"Steht sie auf der Liste?", sah ich meine Mom einen Arzt fragen.
"Ja, ich versichere Ihnen, dass sie die Erste sein wird, sobald ein geeigneter Spender vorhanden ist."
Ich erkannte an seinem Gesicht, dass er log. Kleine Schweißperlen liefen ihm über die Stirn. Nervös knickte er eine Ecke des Blattes hin und her, das er mit einem schwarzen Klemmbrett in beiden Händen festhielt, doch meine Mutter schien all diese Anzeichen nicht zu bemerken.

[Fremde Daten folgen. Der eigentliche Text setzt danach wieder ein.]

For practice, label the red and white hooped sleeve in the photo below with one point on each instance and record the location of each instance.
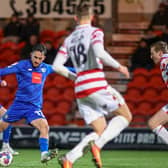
(97, 37)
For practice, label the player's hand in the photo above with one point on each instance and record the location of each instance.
(3, 83)
(124, 70)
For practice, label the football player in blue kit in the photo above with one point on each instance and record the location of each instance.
(7, 132)
(31, 75)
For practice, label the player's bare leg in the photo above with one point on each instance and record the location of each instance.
(6, 135)
(113, 129)
(156, 123)
(42, 125)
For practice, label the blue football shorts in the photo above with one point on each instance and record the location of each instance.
(22, 110)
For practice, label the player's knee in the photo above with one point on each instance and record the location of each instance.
(45, 128)
(151, 124)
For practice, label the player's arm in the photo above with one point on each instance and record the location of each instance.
(58, 65)
(11, 69)
(98, 49)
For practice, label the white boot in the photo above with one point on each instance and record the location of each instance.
(7, 148)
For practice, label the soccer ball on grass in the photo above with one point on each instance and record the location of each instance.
(5, 159)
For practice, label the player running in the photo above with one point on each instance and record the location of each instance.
(86, 49)
(159, 54)
(7, 132)
(31, 75)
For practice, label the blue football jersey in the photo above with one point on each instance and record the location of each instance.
(30, 80)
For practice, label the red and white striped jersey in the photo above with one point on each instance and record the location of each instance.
(164, 68)
(79, 47)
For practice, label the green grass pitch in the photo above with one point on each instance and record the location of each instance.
(110, 158)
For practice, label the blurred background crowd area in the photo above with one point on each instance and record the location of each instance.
(128, 37)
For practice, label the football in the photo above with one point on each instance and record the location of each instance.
(5, 159)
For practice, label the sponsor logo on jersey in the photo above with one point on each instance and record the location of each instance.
(43, 69)
(36, 77)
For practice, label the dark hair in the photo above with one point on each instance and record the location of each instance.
(160, 46)
(40, 47)
(83, 11)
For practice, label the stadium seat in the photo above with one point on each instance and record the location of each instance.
(59, 82)
(133, 95)
(144, 108)
(155, 72)
(48, 108)
(150, 95)
(57, 119)
(164, 95)
(53, 94)
(63, 107)
(138, 82)
(68, 94)
(141, 72)
(156, 82)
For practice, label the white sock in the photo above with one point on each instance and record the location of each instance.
(77, 151)
(162, 133)
(115, 126)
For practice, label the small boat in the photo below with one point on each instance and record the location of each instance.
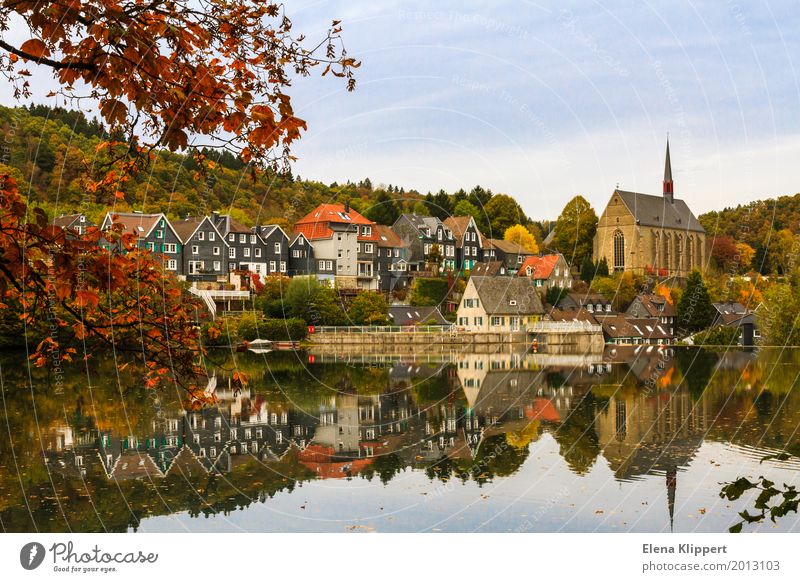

"Was passiert, wenn die Spende zu spät, oder gar nicht eintrifft?", wollte mein Vater wissen.
Kleine Stirnfältchen verrieten mir seine Besorgtheit.

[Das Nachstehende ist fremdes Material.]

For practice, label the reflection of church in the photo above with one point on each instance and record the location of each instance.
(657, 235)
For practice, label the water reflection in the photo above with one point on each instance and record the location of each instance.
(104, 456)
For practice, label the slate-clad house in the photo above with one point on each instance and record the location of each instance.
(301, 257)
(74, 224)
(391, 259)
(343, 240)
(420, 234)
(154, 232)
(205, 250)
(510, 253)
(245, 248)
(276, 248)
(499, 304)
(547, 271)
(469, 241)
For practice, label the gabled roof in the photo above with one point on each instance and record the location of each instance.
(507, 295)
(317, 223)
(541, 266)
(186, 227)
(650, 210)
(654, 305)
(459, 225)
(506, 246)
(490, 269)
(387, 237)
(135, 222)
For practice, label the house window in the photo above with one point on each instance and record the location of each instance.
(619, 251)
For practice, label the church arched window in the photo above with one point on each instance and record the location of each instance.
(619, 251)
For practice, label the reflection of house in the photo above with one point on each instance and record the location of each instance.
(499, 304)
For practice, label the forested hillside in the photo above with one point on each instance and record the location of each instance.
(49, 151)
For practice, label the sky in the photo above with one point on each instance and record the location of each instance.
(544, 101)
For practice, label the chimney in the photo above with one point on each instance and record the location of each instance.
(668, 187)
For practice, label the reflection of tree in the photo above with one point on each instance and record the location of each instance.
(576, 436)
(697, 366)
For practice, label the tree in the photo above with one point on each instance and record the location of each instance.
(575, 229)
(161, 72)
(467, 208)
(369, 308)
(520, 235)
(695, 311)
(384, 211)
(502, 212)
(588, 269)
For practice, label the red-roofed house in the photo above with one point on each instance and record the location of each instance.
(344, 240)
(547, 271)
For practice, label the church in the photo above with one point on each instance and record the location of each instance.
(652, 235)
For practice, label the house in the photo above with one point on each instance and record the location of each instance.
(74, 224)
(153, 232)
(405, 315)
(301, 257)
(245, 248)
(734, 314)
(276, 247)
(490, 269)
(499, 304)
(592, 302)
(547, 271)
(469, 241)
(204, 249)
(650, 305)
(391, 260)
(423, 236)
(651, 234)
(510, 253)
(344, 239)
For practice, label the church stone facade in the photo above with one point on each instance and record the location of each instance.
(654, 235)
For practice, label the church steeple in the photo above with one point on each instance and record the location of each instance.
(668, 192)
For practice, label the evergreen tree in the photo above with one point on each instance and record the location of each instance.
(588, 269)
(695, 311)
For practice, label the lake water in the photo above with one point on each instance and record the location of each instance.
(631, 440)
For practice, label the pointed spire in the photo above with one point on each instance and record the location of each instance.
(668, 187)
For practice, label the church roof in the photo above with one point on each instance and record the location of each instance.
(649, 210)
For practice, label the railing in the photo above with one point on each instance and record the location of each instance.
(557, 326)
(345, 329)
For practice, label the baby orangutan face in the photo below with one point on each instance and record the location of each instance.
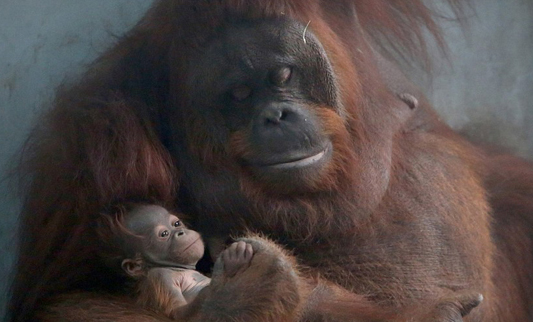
(165, 240)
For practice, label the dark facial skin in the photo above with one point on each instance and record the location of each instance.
(263, 84)
(166, 240)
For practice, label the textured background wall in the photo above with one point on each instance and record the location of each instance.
(486, 91)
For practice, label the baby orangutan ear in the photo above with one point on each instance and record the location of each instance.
(133, 267)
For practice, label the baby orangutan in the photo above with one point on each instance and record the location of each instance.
(151, 246)
(160, 253)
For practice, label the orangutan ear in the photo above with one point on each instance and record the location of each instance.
(133, 267)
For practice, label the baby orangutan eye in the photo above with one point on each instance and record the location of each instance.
(241, 92)
(280, 76)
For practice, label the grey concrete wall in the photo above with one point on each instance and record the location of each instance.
(43, 43)
(488, 92)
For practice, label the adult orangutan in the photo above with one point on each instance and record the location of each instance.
(281, 117)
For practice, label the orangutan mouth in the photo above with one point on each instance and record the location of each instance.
(303, 162)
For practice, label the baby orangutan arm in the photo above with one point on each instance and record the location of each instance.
(159, 291)
(237, 258)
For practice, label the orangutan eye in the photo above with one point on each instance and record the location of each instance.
(280, 76)
(240, 93)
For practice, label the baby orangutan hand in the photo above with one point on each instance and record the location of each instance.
(237, 258)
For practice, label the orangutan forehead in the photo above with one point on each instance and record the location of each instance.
(144, 217)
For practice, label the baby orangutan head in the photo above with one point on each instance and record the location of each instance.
(140, 237)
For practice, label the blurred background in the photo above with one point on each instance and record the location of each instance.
(484, 88)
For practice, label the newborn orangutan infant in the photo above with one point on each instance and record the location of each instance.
(156, 249)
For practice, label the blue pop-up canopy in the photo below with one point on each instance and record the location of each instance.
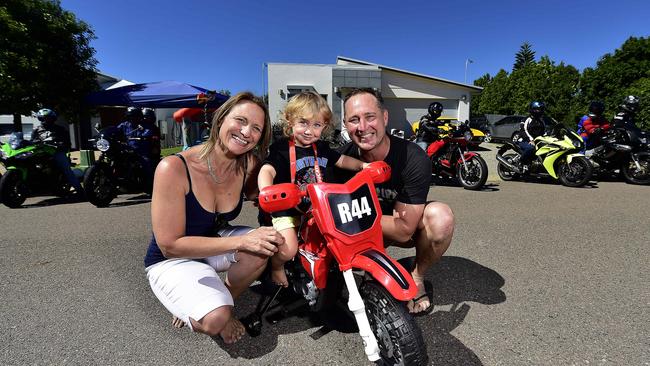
(162, 94)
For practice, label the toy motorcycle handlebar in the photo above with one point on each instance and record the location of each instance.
(284, 196)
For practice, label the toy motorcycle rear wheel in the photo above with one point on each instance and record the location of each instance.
(13, 191)
(398, 335)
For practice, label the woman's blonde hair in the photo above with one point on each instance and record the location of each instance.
(220, 115)
(307, 104)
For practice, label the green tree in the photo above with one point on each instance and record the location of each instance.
(545, 81)
(45, 59)
(525, 56)
(625, 72)
(495, 97)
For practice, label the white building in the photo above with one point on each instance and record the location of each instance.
(407, 94)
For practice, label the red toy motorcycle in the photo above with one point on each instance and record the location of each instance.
(342, 232)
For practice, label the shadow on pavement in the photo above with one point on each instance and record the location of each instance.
(52, 201)
(453, 182)
(454, 281)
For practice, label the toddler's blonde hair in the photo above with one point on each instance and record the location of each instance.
(306, 104)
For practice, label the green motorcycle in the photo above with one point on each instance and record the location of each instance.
(30, 171)
(557, 156)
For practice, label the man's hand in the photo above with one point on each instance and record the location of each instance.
(264, 240)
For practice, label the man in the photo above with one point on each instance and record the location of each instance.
(51, 133)
(428, 129)
(149, 123)
(594, 125)
(408, 219)
(532, 127)
(137, 136)
(627, 112)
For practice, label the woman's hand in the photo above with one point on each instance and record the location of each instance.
(264, 240)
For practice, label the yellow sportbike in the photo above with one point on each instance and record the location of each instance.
(557, 156)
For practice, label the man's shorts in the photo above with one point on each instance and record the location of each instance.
(286, 222)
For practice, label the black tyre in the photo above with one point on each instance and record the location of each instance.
(504, 172)
(13, 191)
(398, 335)
(99, 186)
(575, 174)
(633, 174)
(61, 186)
(475, 175)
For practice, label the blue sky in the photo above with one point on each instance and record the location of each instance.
(224, 45)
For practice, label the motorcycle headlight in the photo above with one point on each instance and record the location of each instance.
(25, 155)
(102, 145)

Um so mehr Worte sie wechselten, desto verwirrter wurde ich.
"Machen Sie sich keinen Kopf! Wir wissen was wir tun."
Obwohl es um mich ging, schien mir niemand etwas verraten zu wollen.
Vorsichtig stand ich auf und lief einen weiten Korridor entlang. Menschen in weißen Kitteln gingen von Tür zu Tür. Krankenschwestern teilten Essen aus oder assistierten den Ärzten. Nicht eine Person schien mich zu bemerken.

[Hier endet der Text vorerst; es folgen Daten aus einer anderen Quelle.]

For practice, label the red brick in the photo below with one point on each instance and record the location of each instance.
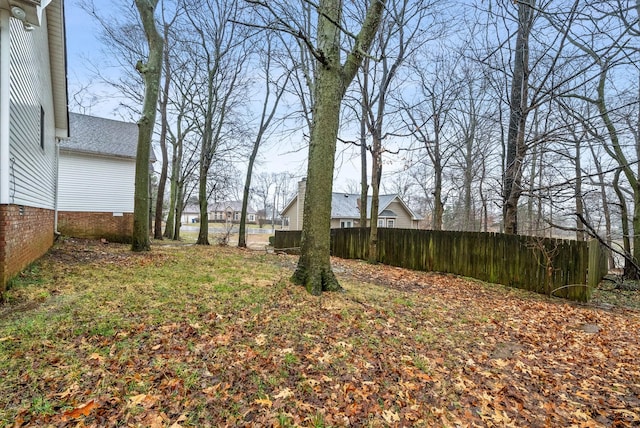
(23, 238)
(96, 225)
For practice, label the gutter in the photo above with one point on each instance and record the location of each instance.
(4, 106)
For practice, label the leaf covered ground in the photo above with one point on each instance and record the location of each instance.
(94, 335)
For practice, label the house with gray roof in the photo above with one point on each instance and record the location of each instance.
(345, 211)
(230, 211)
(96, 178)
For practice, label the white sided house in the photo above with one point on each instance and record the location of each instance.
(33, 117)
(97, 179)
(393, 212)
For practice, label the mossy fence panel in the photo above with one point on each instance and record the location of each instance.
(543, 265)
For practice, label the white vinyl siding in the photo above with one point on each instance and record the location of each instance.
(95, 184)
(403, 219)
(32, 167)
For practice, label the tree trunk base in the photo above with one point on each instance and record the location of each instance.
(316, 280)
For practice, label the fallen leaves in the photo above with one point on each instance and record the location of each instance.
(83, 410)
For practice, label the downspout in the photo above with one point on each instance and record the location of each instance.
(4, 106)
(56, 233)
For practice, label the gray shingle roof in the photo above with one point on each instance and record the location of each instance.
(90, 134)
(234, 205)
(345, 205)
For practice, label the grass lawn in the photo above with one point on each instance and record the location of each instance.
(186, 336)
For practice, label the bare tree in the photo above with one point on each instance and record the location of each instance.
(401, 34)
(151, 71)
(270, 105)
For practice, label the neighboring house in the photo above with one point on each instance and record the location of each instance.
(190, 214)
(96, 179)
(230, 212)
(33, 117)
(345, 211)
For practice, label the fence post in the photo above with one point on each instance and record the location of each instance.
(594, 271)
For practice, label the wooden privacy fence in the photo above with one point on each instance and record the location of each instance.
(548, 266)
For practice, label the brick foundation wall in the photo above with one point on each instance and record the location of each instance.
(96, 225)
(26, 233)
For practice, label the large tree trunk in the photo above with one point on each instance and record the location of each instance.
(157, 231)
(242, 230)
(151, 73)
(364, 186)
(376, 175)
(516, 146)
(203, 231)
(314, 266)
(169, 226)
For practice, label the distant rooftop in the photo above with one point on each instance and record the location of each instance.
(97, 135)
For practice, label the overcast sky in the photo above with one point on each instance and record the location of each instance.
(84, 49)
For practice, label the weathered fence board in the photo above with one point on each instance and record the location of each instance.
(543, 265)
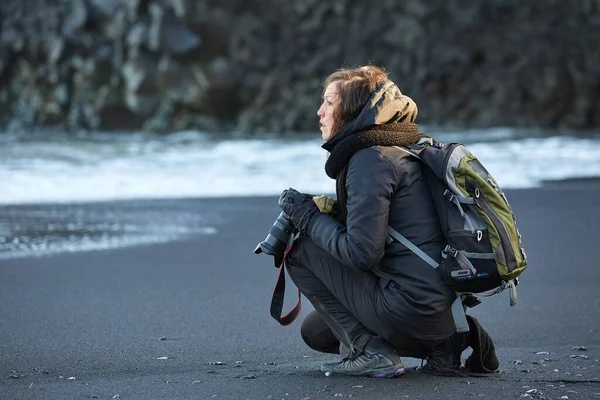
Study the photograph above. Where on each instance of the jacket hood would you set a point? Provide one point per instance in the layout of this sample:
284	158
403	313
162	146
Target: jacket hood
386	105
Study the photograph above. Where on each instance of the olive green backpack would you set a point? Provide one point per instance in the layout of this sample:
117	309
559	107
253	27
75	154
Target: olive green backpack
484	254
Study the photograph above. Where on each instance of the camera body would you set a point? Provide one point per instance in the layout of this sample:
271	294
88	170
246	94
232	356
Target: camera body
277	239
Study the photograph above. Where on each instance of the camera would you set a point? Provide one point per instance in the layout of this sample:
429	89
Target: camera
277	239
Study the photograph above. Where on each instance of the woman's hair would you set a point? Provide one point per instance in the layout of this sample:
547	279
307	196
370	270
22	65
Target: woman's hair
356	85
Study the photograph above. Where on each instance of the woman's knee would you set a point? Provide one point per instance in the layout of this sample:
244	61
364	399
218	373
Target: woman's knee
316	334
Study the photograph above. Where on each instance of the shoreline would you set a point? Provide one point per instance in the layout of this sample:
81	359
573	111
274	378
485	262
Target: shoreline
99	316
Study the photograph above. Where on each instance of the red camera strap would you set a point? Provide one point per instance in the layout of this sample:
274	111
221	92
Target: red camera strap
279	294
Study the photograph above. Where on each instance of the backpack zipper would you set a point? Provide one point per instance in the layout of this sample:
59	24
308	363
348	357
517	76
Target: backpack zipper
482	202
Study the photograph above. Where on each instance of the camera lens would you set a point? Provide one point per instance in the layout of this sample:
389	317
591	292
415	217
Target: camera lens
278	237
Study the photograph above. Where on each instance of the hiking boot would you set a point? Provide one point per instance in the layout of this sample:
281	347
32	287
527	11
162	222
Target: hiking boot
444	358
372	362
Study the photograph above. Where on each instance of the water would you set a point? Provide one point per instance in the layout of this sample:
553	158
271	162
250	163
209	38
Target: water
47	178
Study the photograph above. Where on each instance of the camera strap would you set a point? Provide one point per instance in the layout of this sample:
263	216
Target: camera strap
279	293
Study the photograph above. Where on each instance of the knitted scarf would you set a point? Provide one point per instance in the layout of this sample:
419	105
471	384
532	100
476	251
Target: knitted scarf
336	167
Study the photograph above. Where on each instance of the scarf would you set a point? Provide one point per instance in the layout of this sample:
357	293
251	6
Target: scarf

In diesem Wissen ging ich auf ein offen stehendes Zimmer zu und lehnte mich gegen den Türrahmen. Ein junges Mädchen lag in Mitten des Raumes, doch ihr Gesicht blieb mir verborgen. Neben ihr saß ein Junge mit dunklem, gelockten Haar. Seine Händen umfassten ihre rechte Hand und ein kleines Lächeln huschte ihm über die Lippen. Sie schlief, doch das hielt ihn nicht davon ab zu erzählen, wie er in das Krankenhaus geeilt war, nur im sie zu sehen.
Ein Mann und eine Frau, höchstwahrscheinlich die Eltern des Jungen, stellten einen gut geschmückten Strauß aus orangenen und gelben Blumen auf den Nachtisch des Mädchens. Ich hatte das Gefühl, die Erde würde sich langsamer drehen, um diesen wunderschönen Moment einzufangen. Alles schien ruhig und sicher, bis zwei Ärzte und Schwestern an mir vorbei rannten, direkt zu der Patientin. Die Geräusche des Herzmonitors wurden schneller und die Ärzte hektischer. Das Mädchen hatte ihr Bewusstsein verloren und bekam auf Befehl des Arztes eine Spritze.
"Ohne Spender hält sie nicht mehr lange durch!", bestätigte ein etwas rundlicher Mann.
Dem Jungen liefen kleine Tränen über die Wangen.
Sein Blick wurde ernster, bis er sich schließlich äußerte: "Bitte lasst sie nicht sterben! Ich wäre bereit eine Niere zu spenden."
"Nein, das wirst du nicht!", rief die Mutter des jungen Mannes.
"Mom, bitte! Sie wird sterben. Außerdem habe ich zwei gesunde Nieren und sie nicht einmal eine. Bitte!", flehte er.
"Junge, das funktioniert nicht so einfach, wie du dir das vorstellst.", warf der Arzt ein.
"In eurer Erwachsenenwelt muss immer alles so kompliziert sein. Sie nehmen eine meiner Nieren und setzen sie ihr ein. Das werden Sie doch wohl schaffen, oder?", fragte er angespannt.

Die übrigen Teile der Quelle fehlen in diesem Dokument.